Sir James Munby, President of the Family Division in England & Wales, and Lord Carloway, head of the Scottish judiciary, have agreed a new judicial protocol, see link below, which will provide for the direct exchange of information between judges in intra-UK cross-border cases involving children.
The protocol will operate in cases in which the Courts in Scotland, and England and Wales, are involved.
It will allow for the prompt exchange of key information about any existing proceedings, and the legal options available to the court in each jurisdiction.
The protocol is intended to ensure that cases with a cross-border dimension are dealt with promptly and efficiently.
The protocol, which was signed on 24 July 2018 by Sir James Munby and Lord Carloway will take effect immediately.
Sir James said: “At a time when child proceedings increasingly involve a cross-border element, this protocol will facilitate cross-border judicial co-operation, thereby assisting the prompt and efficient progress of cases”
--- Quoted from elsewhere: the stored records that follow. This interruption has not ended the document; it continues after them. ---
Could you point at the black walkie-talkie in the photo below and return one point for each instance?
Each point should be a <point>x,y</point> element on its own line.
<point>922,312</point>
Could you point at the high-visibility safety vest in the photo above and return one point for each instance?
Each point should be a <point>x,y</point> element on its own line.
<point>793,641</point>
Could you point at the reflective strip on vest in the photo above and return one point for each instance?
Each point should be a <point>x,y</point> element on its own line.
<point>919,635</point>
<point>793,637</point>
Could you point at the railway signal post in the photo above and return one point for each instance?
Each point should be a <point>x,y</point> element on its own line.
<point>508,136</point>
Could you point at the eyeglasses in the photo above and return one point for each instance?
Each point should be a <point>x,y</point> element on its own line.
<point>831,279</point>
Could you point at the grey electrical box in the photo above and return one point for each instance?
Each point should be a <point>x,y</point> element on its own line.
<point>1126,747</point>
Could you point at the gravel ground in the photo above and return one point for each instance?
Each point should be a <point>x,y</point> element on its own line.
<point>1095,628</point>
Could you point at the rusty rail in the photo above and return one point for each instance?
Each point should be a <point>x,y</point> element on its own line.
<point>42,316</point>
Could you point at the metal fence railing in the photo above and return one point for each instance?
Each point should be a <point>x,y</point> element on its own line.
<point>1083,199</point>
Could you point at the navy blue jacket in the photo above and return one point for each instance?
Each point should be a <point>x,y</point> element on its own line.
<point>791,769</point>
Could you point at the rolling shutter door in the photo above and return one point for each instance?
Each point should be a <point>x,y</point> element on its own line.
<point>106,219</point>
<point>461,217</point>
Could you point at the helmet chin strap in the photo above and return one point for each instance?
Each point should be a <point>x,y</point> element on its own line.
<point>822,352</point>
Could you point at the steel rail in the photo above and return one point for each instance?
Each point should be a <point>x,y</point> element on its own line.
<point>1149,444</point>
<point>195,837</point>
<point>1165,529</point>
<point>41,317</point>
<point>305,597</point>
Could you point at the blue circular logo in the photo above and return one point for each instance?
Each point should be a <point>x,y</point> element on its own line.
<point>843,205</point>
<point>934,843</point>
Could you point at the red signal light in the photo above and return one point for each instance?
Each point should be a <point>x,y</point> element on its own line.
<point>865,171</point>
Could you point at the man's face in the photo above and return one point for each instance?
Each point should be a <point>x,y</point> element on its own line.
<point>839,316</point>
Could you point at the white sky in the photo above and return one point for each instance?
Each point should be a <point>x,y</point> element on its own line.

A supplementary handbook, see link below, has also been published, with contributions by Scottish and English QCs, to provide judges with a short summary of the law relating to children in Scotland, England and Wales.
Notes for Editors
This judicial protocol formalises arrangements which have been in place for some time between the senior family law judges in the Royal Courts of Justice and in the Court of Session in Scotland. Under the protocol, a judge dealing with a cross-border case will be able to make a request for information to the designated liaison judge in his own jurisdiction, who in turn can seek information from his opposite number. Judges should be able to establish what is happening in the alternative jurisdiction – for example whether proceedings have been raised, what orders have been granted, and what remedies are available. The protocol was drafted by a group of senior family law judges, from Scotland and England & Wales. The handbook, with chapters provided by Scottish and English QCs, will provide a helpful starting point for a judge dealing with a cross-border case.